New investors familiarizing themselves with the world of stocks and bonds have probably heard the term ‘commodities’ thrown around and wondered exactly what that covers. Commodities is used in reference to physical things that are traded, as opposed to stocks that only represent intangible value. Common examples of commodities include raw materials such as copper, gold and silver, as well as farming crops like grain, corn and soybeans. Experts will often suggest this sort of investing, because it is linked to the true value of a product. When you invest in the commodities market, you could buy stock or futures, index funds, mutual funds or exchange-traded funds. While commodities investment comes with a significant amount of risk, it also is fairly well protected against inflation. Here are five tips to help you along the path of commodities investing.
First of all, consider bringing on a professional commodities broker to invest on your behalf.

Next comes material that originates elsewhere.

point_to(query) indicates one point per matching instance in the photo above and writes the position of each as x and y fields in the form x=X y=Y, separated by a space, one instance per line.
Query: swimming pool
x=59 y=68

Unless you have the time and inclination to make this your full-time job, you might be better off working with an acknowledged expert. Commodities investment is a tricky game, and if you get into something without a full understanding you could end up losing your shirt. If you are adamant about managing your money on your own, consider at least talking to a broker that a friend or associate uses, one that would be willing to give you a nudge in the right direction from time to time.
Right off the bat, you should decide whether to invest in options or futures. A commodities option gives you the chance to purchase the specific commodities. You can buy and sell based on quantity, and will not be locked into a specific turnaround date. You can also sell off your options to fellow investors. When you buy futures, you sign an agreement to purchase at a specific date and at a specific price. There will be a minimum deposit on the futures, meaning you will be able to control a much larger amount of commodities than you actually have to pay for. But if the value drops, you may get stuck covering that loss in a margin call.
Whichever direction you take, try to avoid products that have been problematic in the past. Look into how the commodities funds you are interested in are managed. Even large funds can be poorly organized, and if they run out of units you could get stuck. Keep an eye on the press, and any shakeups or legal issues. You’ll find many different funds that offer the same commodities, so do your due diligence to work with a fund you trust.
You’ll always want to coordinate your whole investment portfolio with your commodities investments. For example, if you are buying exchange-traded funds, there will be several tax issues that could seriously complicate your situation. If you tie in your commodities investments with a ROTH IRA or other tax-deferred product, you’ll significantly lower your tax exposure.
Finally, maintain true diversity in your commodities. Some funds are very specific, while others put together a wide range of commodities. Ask the fund to provide you with a weighted index that truly represents the content of their commodities fund. If the fund you are looking at cannot provide it, check out http://www.tradingacademy.com to see if anyone on its message boards can point you in the right direction. Just remember that you’re better off purchasing some mix of oil, cattle, gold, wheat and other commodities, instead of putting everything into something like natural gas, regardless of how good it looks in the moment.